All statues and images of Buddha are considered sacred, so do refrain from posing with them or engaging in any behaviour that will deface or disrespect them in any way. Taking images of Buddha, deities and some antique artefacts from the country is prohibited by law, unless approval from the Fine Arts Department in Bangkok is given.

In general, visitors should be mindful of their conduct at places of worship. Revealing clothing at a temple or mosque is unacceptable. Legs, shoulders and cleavage should be covered at all times. If you are going to a mosque, long sleeves and headscarves are expected for women; men should wear hats. Pay attention to signs at the entrance that will show you what appropriate and inappropriate clothing is.

Buddhist monks are a common sight around Phuket and the rest of Thailand. As part of their vows, contact with women is strictly forbidden.
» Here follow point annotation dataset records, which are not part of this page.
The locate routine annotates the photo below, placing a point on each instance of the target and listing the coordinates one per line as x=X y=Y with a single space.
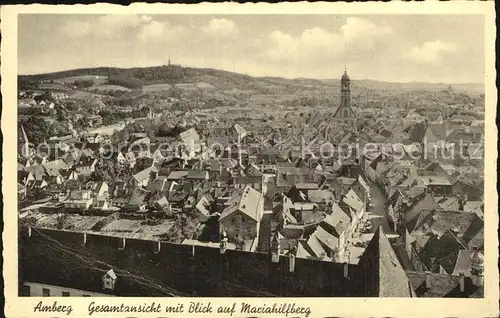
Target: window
x=25 y=290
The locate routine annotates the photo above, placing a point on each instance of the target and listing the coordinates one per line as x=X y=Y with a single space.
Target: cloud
x=431 y=52
x=220 y=27
x=161 y=31
x=104 y=26
x=314 y=43
x=356 y=28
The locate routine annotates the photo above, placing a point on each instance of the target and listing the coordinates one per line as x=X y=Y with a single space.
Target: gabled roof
x=440 y=221
x=111 y=273
x=439 y=130
x=247 y=202
x=315 y=246
x=326 y=239
x=338 y=219
x=144 y=174
x=384 y=275
x=353 y=201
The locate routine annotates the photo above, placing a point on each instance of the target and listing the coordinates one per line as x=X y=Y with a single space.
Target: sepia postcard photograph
x=277 y=160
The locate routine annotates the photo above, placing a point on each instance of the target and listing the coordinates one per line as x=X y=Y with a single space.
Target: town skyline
x=396 y=49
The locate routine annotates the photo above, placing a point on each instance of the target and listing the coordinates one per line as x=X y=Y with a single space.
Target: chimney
x=346 y=270
x=291 y=263
x=428 y=282
x=462 y=282
x=346 y=265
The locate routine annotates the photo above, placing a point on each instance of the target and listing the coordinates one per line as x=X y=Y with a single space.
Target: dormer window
x=109 y=280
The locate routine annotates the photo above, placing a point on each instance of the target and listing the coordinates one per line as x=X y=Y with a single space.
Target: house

Females are expected to make way for passing monks so that accidental contact does not happen; when passing an object or making a donation, a woman has to first give it to a man, who will in turn give it to a monk. Alternatively, you can place the objects at his feet or on a special cloth laid out for this purpose.

Thais are very patriotic and show tremendous respect for their beloved King and the Royal Family. Any show of disrespect. whether verbal or written, is a violation of the Lese Majeste laws and provides grounds for arrest – this includes vandalism of Thai currency. Do stand up whenever you hear the national anthem, for instance, in movie theatres of during a public event with a member of the Royal Family present.